As I sit here scanning what feels like 1000 send in sheets into the computer, I wonder where Distance Ed will go in the future. Just last year we still filled in books and used 'snail mail' to get the kid's written work into school and now we scan and email their sheets. Some students even do them straight onto the pdfs provided on the kid's 'misticks'. 'Mistick', who would have ever thought that would become a regular part of children's vocabulary and it isn't even correctly spelt.

Mr Year 1 has completed a photostory about how he has changed, I have two in year 4 surveying their class and other school members by email and a girl in year 7 who has made a wiki and uploads her work onto blackboard. All of this was foreign and to us and is now considered normal. Technology (and it's terms) are something kids are growing up knowing all about and they aren't scared of using it.

A favourite and completely acceptable saying in our schoolroom is 'Google it' ... "hang on I'll Google it" ... "can I Google it?"

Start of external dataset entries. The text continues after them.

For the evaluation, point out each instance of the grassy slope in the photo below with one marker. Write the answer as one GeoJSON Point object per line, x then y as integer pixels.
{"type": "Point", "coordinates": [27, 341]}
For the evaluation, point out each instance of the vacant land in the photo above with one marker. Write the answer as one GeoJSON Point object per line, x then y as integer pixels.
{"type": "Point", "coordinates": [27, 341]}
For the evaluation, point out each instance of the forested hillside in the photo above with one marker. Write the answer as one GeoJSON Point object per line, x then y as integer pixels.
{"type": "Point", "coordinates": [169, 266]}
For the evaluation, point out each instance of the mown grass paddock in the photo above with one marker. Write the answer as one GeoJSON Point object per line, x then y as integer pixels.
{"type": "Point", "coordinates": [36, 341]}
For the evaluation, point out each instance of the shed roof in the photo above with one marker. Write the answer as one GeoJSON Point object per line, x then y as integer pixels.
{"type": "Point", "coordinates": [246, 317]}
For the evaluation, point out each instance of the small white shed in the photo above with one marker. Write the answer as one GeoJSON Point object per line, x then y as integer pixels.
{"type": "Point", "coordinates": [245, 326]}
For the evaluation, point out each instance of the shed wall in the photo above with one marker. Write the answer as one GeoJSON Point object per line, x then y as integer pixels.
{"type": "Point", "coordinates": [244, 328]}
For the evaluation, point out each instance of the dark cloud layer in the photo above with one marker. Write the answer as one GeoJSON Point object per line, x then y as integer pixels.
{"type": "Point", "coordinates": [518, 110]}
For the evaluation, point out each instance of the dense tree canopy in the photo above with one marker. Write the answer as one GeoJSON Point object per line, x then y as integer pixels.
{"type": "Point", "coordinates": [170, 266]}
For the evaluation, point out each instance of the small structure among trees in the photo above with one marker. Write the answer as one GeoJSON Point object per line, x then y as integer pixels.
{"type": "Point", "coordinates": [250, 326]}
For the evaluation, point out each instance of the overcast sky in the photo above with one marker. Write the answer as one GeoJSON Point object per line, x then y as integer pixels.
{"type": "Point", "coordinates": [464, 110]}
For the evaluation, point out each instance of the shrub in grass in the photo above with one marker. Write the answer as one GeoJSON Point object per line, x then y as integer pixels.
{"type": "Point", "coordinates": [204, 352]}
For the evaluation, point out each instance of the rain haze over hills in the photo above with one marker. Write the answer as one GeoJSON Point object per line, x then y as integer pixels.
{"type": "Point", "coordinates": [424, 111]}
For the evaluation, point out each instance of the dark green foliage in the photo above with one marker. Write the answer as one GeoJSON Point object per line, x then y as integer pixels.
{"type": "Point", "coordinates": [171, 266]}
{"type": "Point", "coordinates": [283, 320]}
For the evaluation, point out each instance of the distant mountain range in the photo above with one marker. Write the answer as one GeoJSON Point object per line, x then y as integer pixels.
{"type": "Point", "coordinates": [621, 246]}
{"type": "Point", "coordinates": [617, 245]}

Technology or not children still need to learn to add and take away, they need to learn their times tables, how to spell and about nouns. As someone I know said recently 'technology is only a tool' and that is what it is in Distance Ed, a tool to teach the children the concepts they need to learn. There is however always a place for the good old MAB, pencil and paper, blackboard or whiteboard, counters and walls of words because despite the age of these tools they still do the job very nicely indeed.

So about 1000 20 scanned sheets later I'll leave you with a couple of photos from the schoolroom.

Mr Yr 1 writing about the jet stream he just saw in the sky.
Sometimes taking writing outside can make all the difference.

Out MABs and 3D shapes are anything from
castles to rocket ships for some.
But for others they are a great way of learning place value
giving a physical thing to touch and count.